One last challenge—and it’s a big one—is that ChatGPT is prone to “hallucinations”. What do we mean by this? Well, sometimes ChatGPT invents facts. Furthermore, it won’t tell you that these facts are invented, nor is it even aware that it made them up. This problem was a significant factor in the failure of our compliance use case, as this area requires total accuracy around its answers.
It also led to the failure of our final use case, wherein we asked ChatGPT to give us coaching recommendations that would help a particular agent improve on a specific weakness.
Coaching is a key focus of contact center QA. It supports the idea QA is not here to micromanage agents, but instead to help them become better at what they already do well. Unfortunately, this message doesn’t quite ring true when the coaching recommendations given by ChatGPT sound auto generated and unrelated to the issue you want to address.
It’s difficult to blame ChatGPT for this, but it’s concerning that the AI is totally unaware when it spits out fabricated information. This being said, it is possible that fine-tuning a model will help close this gap. For now, however, the risk remains that ChatGPT does not know when it’s having one of these “hallucinations”.
It is capable of giving sincere answers, very well formulated, that appear as credible as those given by a human expert. Unfortunately, these answers are sometimes total gibberish.

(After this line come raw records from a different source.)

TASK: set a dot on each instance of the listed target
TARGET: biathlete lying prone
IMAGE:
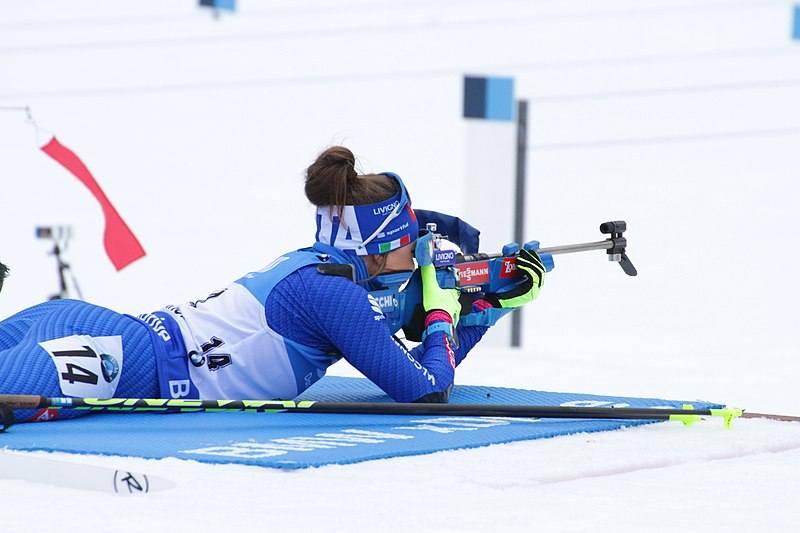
(272, 333)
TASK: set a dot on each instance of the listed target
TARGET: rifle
(476, 274)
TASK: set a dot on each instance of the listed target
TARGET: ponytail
(332, 180)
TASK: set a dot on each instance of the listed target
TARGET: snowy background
(679, 116)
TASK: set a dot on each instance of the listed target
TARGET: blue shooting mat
(301, 440)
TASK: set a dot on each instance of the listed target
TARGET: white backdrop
(679, 116)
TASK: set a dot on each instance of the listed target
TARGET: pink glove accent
(482, 305)
(437, 316)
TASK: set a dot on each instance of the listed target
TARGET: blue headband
(368, 229)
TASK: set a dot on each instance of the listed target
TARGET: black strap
(337, 269)
(6, 417)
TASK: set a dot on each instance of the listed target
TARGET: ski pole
(686, 415)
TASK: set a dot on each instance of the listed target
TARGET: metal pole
(519, 204)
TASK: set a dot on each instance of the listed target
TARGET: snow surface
(679, 116)
(662, 477)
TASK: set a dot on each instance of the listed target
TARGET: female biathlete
(271, 333)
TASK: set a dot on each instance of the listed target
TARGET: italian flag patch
(397, 243)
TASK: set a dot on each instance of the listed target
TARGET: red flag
(121, 244)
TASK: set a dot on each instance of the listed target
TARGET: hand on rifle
(530, 266)
(434, 297)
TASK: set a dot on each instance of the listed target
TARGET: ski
(687, 414)
(770, 416)
(40, 469)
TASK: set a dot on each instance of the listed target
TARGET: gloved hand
(531, 267)
(433, 296)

I asked ChatGPT the following question about my old car (which I have since upgraded to a newer model, thanks to my excellent work and contribution to Scorebuddy):
“How do I change the battery of my Mercedes E Class 2004?”
I was served with a complete answer detailing each step involved in this operation. Feel free to skip to the end (unless you drive a 2004 Mercedes E Class of course), but I want to share the deep level of credible details ChatGPT generated for me:
“Here are the general steps to change the battery on a Mercedes E Class 2004:
Please note that these steps are general and may vary slightly depending on the specific model and year of your Mercedes E Class. It is also important to take safety precautions, such as wearing gloves and safety glasses, when handling a car battery.”
I was impressed by the level of detail. “Use a 10 mm wrench”—so precise. “Clean the battery tray with a wire brush”—I never thought of doing that, this ChatGPT guy must work in a great garage. And I really loved the safety precaution at the end, it made the answer appear genuine and trustworthy.
But wait, if I open the hood of my beloved 2004 Mercedes E Class, there’s no sign of a battery? As it turns out, step 2 was wrong. The battery is not in the hood, it’s in the trunk (or the “boot” for us Europeans).
Asking the same question on Google instantly returned a video describing the correct steps, beginning with “open the trunk”.
I asked ChatGPT that very question and its long, honest answer contained this interesting section:
“It's important to always verify information that you receive, whether it's from an AI language model like myself or from any other source. Double-checking the facts with reliable sources and seeking out multiple perspectives can help you make informed decisions and avoid spreading misinformation.”
This is nice to say, but while my Google search gave me a verifiable source for the information, ChatGPT does not give you any sources—because it doesn’t know what its sources are.
Fine tuning, testing, more fine tuning, and more testing is probably the answer. Not everything in ChatGPT is ready to go right out of the box, but there’s more than enough there to set it apart as a potential game changer for contact center quality assurance.
Scorebuddy Labs will continue experimenting with this promising technology and let you know how our real-world deployments go. Unless we’re all replaced by robots—in which case, I’m sure they’ll keep you posted.